Sarah Doyle (poet)
From Wikipedia, the free encyclopedia
Sarah Doyle | |
|---|---|
| Occupation | Poet, critic |
| Language | English |
| Nationality | British |
| Alma mater | Royal Holloway, University of London |
| Genre | Poetry Creative nonfiction |
| Notable works | Something so wild and new in this feeling |
| Notable awards | Wolverhampton Literature Festival (WoLF) Poetry Competition, 2019 William Blake Poetry Prize, 2015 |
| Website | |
| sarahdoyle.co.uk/ | |
Sarah Doyle is a London-based[1] poet, and freelance poetry mentor and critique provider. In 2018, she was highly commended in both the Ginkgo Prize for Ecopoetry and the Forward Prizes.
Doyle has an MA in Creative Writing from Royal Holloway, University of London.[2] In 2019, she joined Birmingham City University as a doctoral researcher studying the poetics of meteorology.[3][4][5]
Career
Doyle has been the Pre-Raphaelite Society's Poet-in-Residence, has published poetry in numerous journals, and has had work performed on radio, illustrated, and set to music. Her essay on meteorological Romantic poetry was a joint runner-up in the Keats-Shelley Essay Prize 2020.[6]
Doyle's poems 'Unholy' and 'The Cheater' placed in the William Blake Poetry Prize 2015, which was judged by the poet George Szirtes. The former, which "comments on the current refugee situation in striking resounding terms", was declared the winner,[7] and the latter, "about infidelity in a marriage", was a runner-up.[8][9] In 2023, her poems 'Damage' and 'Prevailing Conditions' placed in the year's Ver Poets Open Poetry Competition, judged by the poet Julia Webb. The former was the winning poem and the latter was commended.[10][11] Another of Doyle's poems, 'On finding a cow's jawbone in my city garden', noted as "startling, evocative [and] extremely formally skilful", was awarded first prize in the inaugural Kathryn Bevis Memorial Poetry Prize in 2025.[12]

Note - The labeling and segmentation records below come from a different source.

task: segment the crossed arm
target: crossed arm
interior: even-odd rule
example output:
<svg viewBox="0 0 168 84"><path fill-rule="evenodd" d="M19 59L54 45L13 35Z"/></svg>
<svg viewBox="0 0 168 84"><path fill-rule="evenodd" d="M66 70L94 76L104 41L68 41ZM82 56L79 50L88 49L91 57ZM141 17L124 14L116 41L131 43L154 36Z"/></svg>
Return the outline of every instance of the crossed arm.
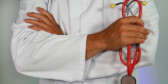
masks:
<svg viewBox="0 0 168 84"><path fill-rule="evenodd" d="M46 31L52 34L63 35L59 25L51 13L38 7L40 13L27 13L35 19L25 19L28 26L36 31ZM136 24L136 25L135 25ZM138 24L138 25L137 25ZM149 31L144 28L144 23L136 16L121 18L105 30L90 34L87 37L86 60L104 50L118 50L128 44L144 43Z"/></svg>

Following the publication of a co-authored pamphlet Dreaming Spheres: Poems of the Solar System in 2014, Doyle co-edited the "enthralling and difficult"[13] anthology titled Humanagerie, published in 2018 (both with poet Allen Ashley). Humanagerie was then shortlisted for a British Fantasy Award in 2019.[4]

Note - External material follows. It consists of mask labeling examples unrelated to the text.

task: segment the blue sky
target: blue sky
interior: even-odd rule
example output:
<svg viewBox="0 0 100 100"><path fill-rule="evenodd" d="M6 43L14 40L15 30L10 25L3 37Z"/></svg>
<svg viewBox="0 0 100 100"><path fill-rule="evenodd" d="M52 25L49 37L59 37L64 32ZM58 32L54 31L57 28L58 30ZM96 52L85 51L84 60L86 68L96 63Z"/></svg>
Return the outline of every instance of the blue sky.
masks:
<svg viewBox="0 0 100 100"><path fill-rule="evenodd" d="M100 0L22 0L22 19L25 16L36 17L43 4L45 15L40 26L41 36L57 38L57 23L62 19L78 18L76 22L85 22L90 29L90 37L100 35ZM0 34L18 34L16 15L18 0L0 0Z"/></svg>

Doyle has published two solo poetry pamphlets, both with V. Press, in 2021 and 2023. Something so wild and new in this feeling, her first, is an "audacious and brilliantly conceived"[14] pamphlet of collage poems inspired by Dorothy Wordsworth's journals.[15] A review noted that Doyle's "re-imaginings are astoundingly successful".[16] The pamphlet was conceived while Doyle was still at Birmingham City University, and she has mentioned that the poems in her pamphlet "emerged from [her] research, but were completely unanticipated".[3] Annie Fisher, writing for Sphinx Review, praised Doyle for "skilfully re-presenting" extracts from Dorothy Wordsworth's journals.[17]
Doyle's second pamphlet, (m)othersongs, was published in 2023. Both her pamphlets were Atrium's featured publications––Something so wild and new in this feeling in March 2021,[18] and (m)othersongs in March–April 2024.[19]

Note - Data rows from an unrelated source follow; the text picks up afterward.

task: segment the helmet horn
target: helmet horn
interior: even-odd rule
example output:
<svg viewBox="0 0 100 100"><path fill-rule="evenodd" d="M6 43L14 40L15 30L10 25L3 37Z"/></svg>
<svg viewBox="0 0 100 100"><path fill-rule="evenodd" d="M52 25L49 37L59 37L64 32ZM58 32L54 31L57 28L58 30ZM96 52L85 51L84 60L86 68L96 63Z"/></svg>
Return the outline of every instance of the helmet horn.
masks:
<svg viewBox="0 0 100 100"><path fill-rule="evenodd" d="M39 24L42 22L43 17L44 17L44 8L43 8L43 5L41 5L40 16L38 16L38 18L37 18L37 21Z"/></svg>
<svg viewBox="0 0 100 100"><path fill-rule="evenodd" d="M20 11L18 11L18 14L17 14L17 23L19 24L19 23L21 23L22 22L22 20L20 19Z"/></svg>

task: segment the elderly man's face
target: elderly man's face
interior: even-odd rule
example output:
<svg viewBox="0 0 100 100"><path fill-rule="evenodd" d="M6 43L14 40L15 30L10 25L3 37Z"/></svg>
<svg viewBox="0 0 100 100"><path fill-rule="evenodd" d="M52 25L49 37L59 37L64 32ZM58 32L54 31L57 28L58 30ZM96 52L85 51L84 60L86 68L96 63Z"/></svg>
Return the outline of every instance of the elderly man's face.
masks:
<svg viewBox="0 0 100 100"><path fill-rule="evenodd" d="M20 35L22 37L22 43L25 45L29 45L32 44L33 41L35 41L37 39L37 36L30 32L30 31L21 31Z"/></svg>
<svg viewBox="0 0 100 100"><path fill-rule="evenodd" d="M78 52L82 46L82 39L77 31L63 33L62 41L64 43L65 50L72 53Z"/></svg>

In 2025, Canongate Books lodged a legal complaint against The Sunday Times.[20] This followed the publication of a review of Scottish poet Len Pennie's second collection poyums annaw (Canongate, 2025) in the paper,[21] in which the reviewer Graeme Richardson noted the similarities between one of Pennie's poems, 'Good Girl', and Doyle's "excellent" Keats-Shelley Prize 2019 runner-up poem 'Laika'.[22][23] In his commentary on the situation, poet Rory Waterman praised Doyle's poem for "the economy and [her] ear for connotation".[24] Doyle later wrote about her experience following the events.[25]